December 08, 2011


Coral Reefs. By Jason Chin. Neal Porter Books/Roaring Brook Press. $16.99.

Jane & Mizmow. By Matthew S. Armstrong. Harper. $16.99.

If You Give a Dog a Donut. By Laura Numeroff. Illustrated by Felicia Bond. Balzer+Bray/HarperCollins. $16.99.

     Visual instruction can be a remarkably effective way of giving information to young readers, and Jason Chin is a master of it. The author of Redwoods has now turned his attention to Coral Reefs, a book whose factual content is unassailable but would be rather, ahem, dry – if it were not for the remarkable illustrative way Chin presents it. The text alone would require young readers (the book is intended for ages 5-9) to wade through straightforward verbiage: “Hard corals are able to build their skeletons because of a remarkable partnership that they have with a type of algae. The algae live inside the polyp and, working together, the polyp and algae build the coral’s skeleton.” But there is nothing straightforward about the context in which Chin places this information. He shows a young girl at a library, reading a book – the very book Coral Reefs, in fact – and as she reads, elements of a reef begin to grow throughout the library and surround her. Library tables, bookshelves and walls become covered with brightly colored coral, and then water comes through in a rush, along with sea creatures, carrying the girl along on the flood. Chin’s drawings make it clear that there is nothing scary about any of this – every picture conveys the sense of wonder that the girl feels as she continues her reading, floating under water while getting close views of a sea turtle, parrot fish, sharks, squirrelfish, moray eels and many other reef dwellers. The book – both Coral Reefs and the version of Coral Reefs in the girl’s hands – becomes a true voyage of discovery, taking the girl and real-world readers alike through a complex ecosystem filled with such amazing creatures as the well-camouflaged scorpion fish, the color-changing frogfish, the enormous whale shark, and many more.

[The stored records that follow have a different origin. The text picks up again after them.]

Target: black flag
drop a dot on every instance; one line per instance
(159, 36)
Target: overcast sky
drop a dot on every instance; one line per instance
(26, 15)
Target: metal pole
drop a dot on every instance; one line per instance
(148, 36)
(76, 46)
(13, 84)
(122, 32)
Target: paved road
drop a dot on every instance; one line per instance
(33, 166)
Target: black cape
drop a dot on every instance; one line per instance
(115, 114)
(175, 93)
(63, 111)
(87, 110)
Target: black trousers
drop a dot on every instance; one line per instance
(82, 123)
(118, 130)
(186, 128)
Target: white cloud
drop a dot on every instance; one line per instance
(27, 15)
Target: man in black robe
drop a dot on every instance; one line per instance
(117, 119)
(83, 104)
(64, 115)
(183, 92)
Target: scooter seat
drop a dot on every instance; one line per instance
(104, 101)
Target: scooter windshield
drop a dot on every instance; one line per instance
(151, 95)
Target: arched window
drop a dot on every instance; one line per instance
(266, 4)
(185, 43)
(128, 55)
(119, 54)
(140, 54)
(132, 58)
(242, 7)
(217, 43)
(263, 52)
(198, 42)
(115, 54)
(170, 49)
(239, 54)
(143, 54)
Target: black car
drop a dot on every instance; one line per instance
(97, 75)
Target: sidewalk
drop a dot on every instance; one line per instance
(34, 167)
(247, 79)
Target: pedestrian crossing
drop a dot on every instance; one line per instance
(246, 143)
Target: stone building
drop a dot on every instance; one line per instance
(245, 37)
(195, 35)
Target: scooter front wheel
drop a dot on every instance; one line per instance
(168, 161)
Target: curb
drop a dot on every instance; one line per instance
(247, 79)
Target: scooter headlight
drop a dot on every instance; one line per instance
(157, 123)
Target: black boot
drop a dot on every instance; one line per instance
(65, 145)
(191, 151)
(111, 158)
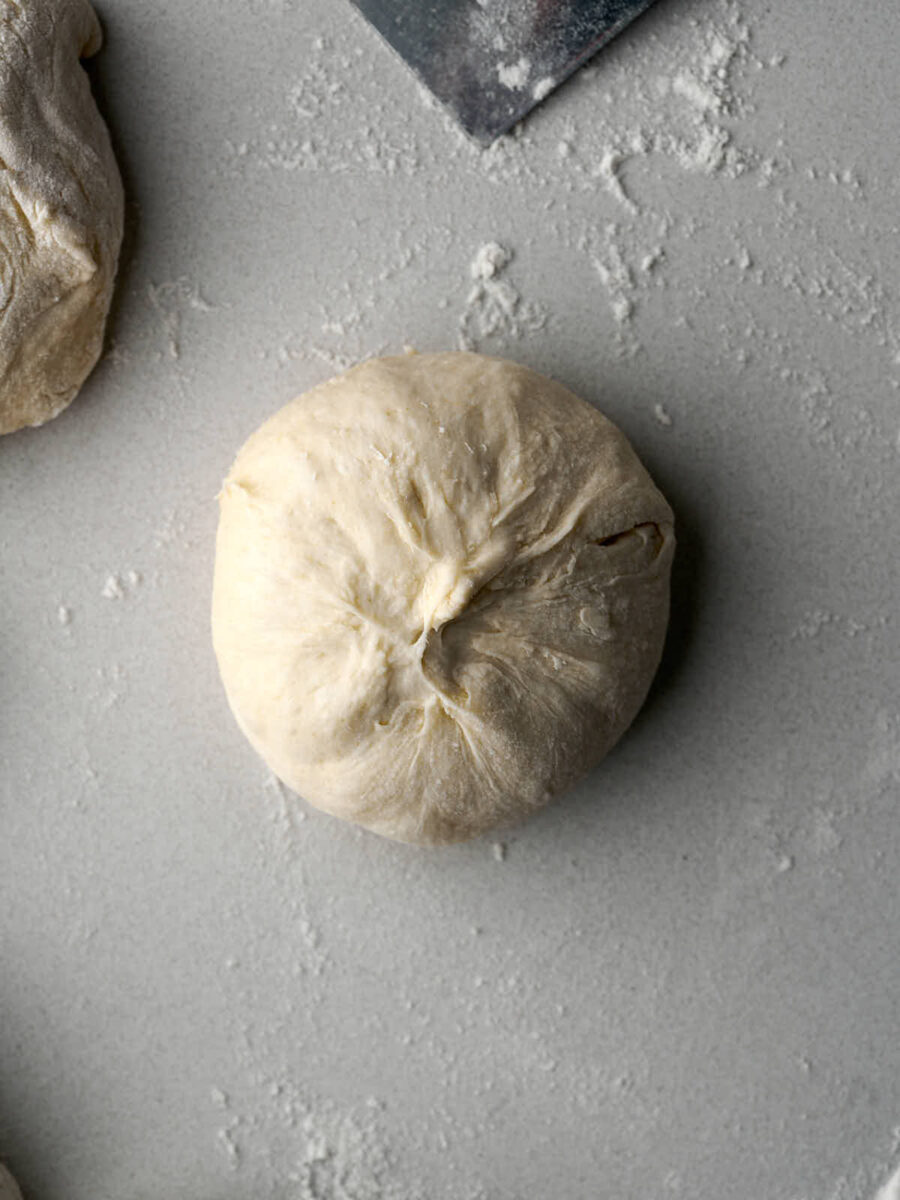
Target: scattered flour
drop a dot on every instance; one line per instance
(493, 306)
(515, 75)
(119, 586)
(169, 301)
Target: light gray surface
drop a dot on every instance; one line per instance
(685, 978)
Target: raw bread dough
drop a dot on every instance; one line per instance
(7, 1186)
(441, 593)
(60, 209)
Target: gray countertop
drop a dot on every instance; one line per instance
(682, 981)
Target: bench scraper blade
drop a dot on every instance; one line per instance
(491, 61)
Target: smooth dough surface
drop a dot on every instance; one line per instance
(60, 209)
(9, 1191)
(441, 593)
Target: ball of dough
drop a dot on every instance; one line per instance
(9, 1191)
(441, 593)
(60, 210)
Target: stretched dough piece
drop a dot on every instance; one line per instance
(9, 1191)
(60, 209)
(441, 593)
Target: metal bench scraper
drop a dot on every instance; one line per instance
(491, 61)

There is humor in the illustrations, too, when Chin explains that reefs are like cities and then shows the girl floating along and looking at reef scenes with a cityscape behind her – including such signage as “Bubbles Car Wash” and “Kiku Sushi.” Eventually the girl gets to the end of the book and emerges, dripping, from the library, to the fascination of three other children – who pick up the book to start their own adventure. Back-of-the-book information on threats to coral reefs and on Chin’s research nicely complement and enhance a fascinating story that is remarkably well told.

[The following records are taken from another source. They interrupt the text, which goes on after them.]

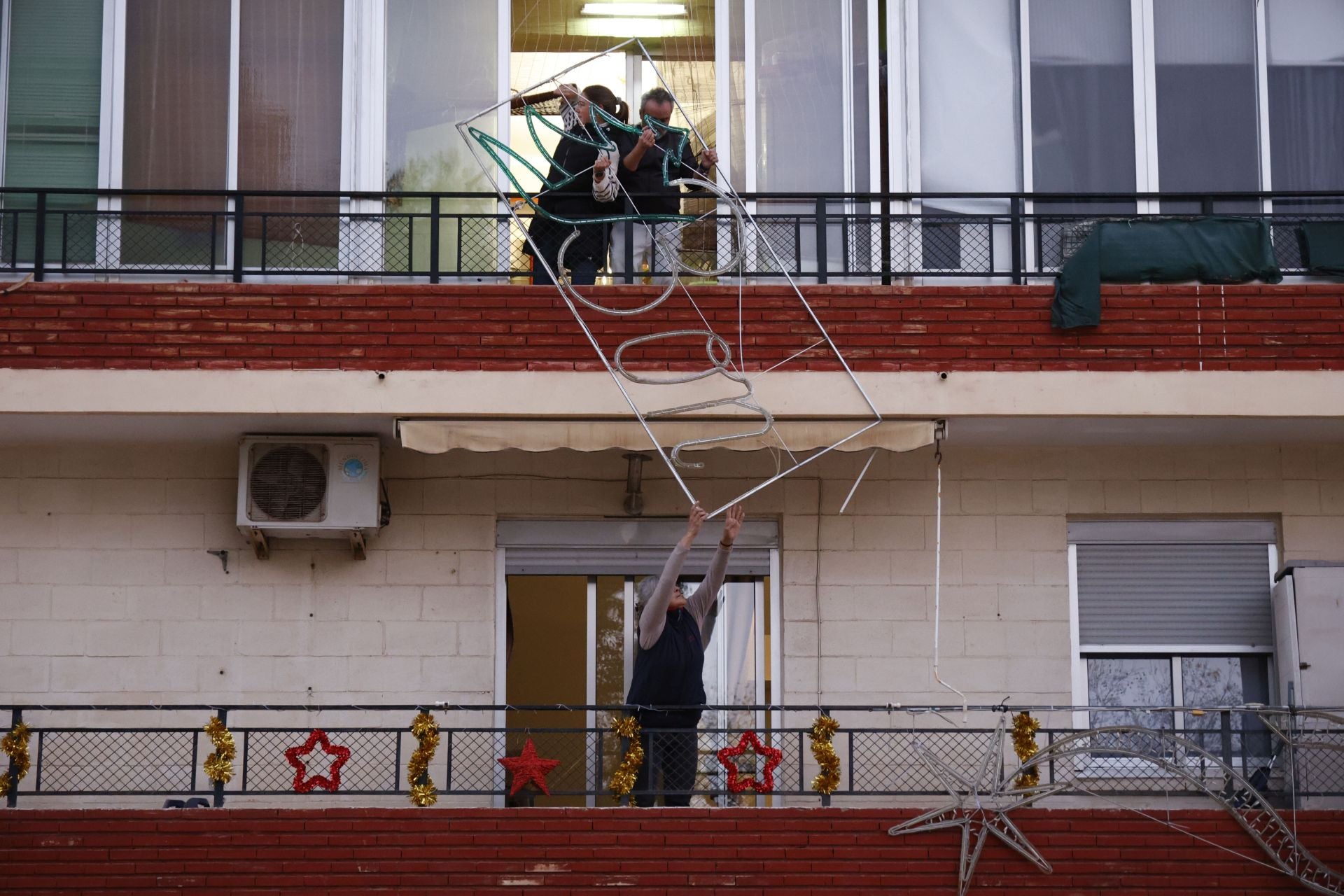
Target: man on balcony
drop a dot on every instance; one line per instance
(634, 244)
(670, 666)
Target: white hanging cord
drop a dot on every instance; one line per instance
(940, 430)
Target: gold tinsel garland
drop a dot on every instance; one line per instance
(1025, 745)
(219, 764)
(823, 731)
(425, 729)
(15, 745)
(622, 780)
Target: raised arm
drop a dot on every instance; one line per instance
(656, 610)
(702, 601)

     Even younger readers, ages 3-5, will learn from Matthew Armstrong’s Jane & Mizmow while being entertained by it. Jane is a little girl; Mizmow, a big something-or-other – a sort of plush monster with a leathery face. After a nonverbal series of pages in which Mizmow licks Jane and then tries to swallow her – deciding that she doesn’t taste good at all – the two become best friends, and the book shows how they are the same (sharing books and the seesaw) and how they differ (Jane rakes fallen leaves and runs toward the pile, but Mizmow eats them before she can land in it). Then the two quarrel and stop being friends – only to discover that they miss each other (Jane’s feet are cold without Mizmow lying on them at night, and Mizmow doesn’t enjoy eating books as much without Jane around). So the two try to think of ways to rekindle their friendship, which they eventually manage to do, and everything ends happily. The lessons here are just right for the target age range: the value of friendship even when you and your friend are very, very different in some ways; the possibility of having an argument; the importance of finding a way to be friends again. A simple, charming story, simply charmingly told, Jane & Mizmow is a treat from start to finish.

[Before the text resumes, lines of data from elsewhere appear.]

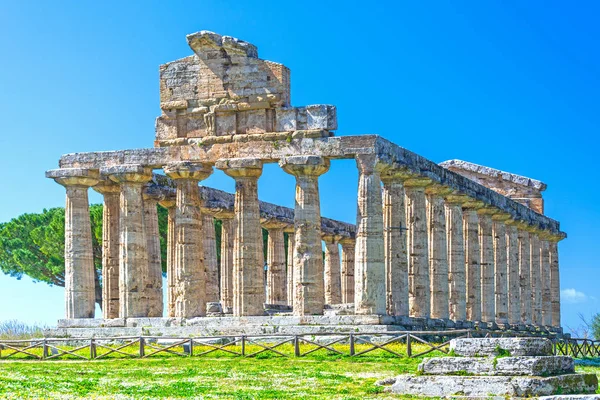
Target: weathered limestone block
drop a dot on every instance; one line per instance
(276, 278)
(419, 300)
(80, 294)
(533, 366)
(438, 251)
(134, 268)
(309, 297)
(369, 284)
(248, 257)
(190, 287)
(475, 347)
(347, 271)
(333, 288)
(110, 248)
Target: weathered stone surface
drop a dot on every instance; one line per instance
(472, 347)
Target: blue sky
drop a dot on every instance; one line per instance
(508, 84)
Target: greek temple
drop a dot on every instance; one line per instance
(446, 245)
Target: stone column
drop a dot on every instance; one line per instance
(110, 248)
(290, 267)
(309, 297)
(396, 258)
(525, 273)
(419, 286)
(438, 251)
(555, 280)
(501, 267)
(545, 276)
(276, 282)
(347, 271)
(154, 282)
(456, 257)
(209, 242)
(190, 287)
(134, 269)
(169, 204)
(227, 235)
(514, 281)
(248, 257)
(80, 296)
(536, 278)
(486, 243)
(333, 284)
(472, 260)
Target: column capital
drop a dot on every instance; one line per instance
(130, 173)
(305, 165)
(188, 170)
(240, 167)
(74, 176)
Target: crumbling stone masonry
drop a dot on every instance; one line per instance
(448, 243)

     The latest “If You Give…” book is all about a treat, too, and if it is not quite at the level of the best books in this series, it is still a (+++) work that Laura Numeroff’s numerous fans will enjoy. If You Give a Dog a Donut follows the now-well-established sequence used in If You Give a Mouse a Cookie, If You Give a Moose a Muffin, and their successors: the dog gets the donut and wants apple juice; gets the juice and drinks it; asks for more, but there isn’t any, so he decides to make his own; goes outside to pick apples; and one thing leads to another and another and another until, at the end, the dog gets apple juice and asks for a donut to go with it. Felicia Bond contributes her usual attractive and upbeat illustrations, but the book is not quite as funny as some earlier entries in the series – although the dog’s “happy dance,” which covers two pages, is a delight. The boy who is at the dog’s beck and call seems more bemused than amused by everything that is going on, and some of the connections (or non-connections) between events seem a little more forced and a little less entertainingly absurd here than in earlier books. Those are adult perceptions, though – kids who love this series, which is created for ages 3-7, will surely have fun with the latest entry in it…and look forward to the next.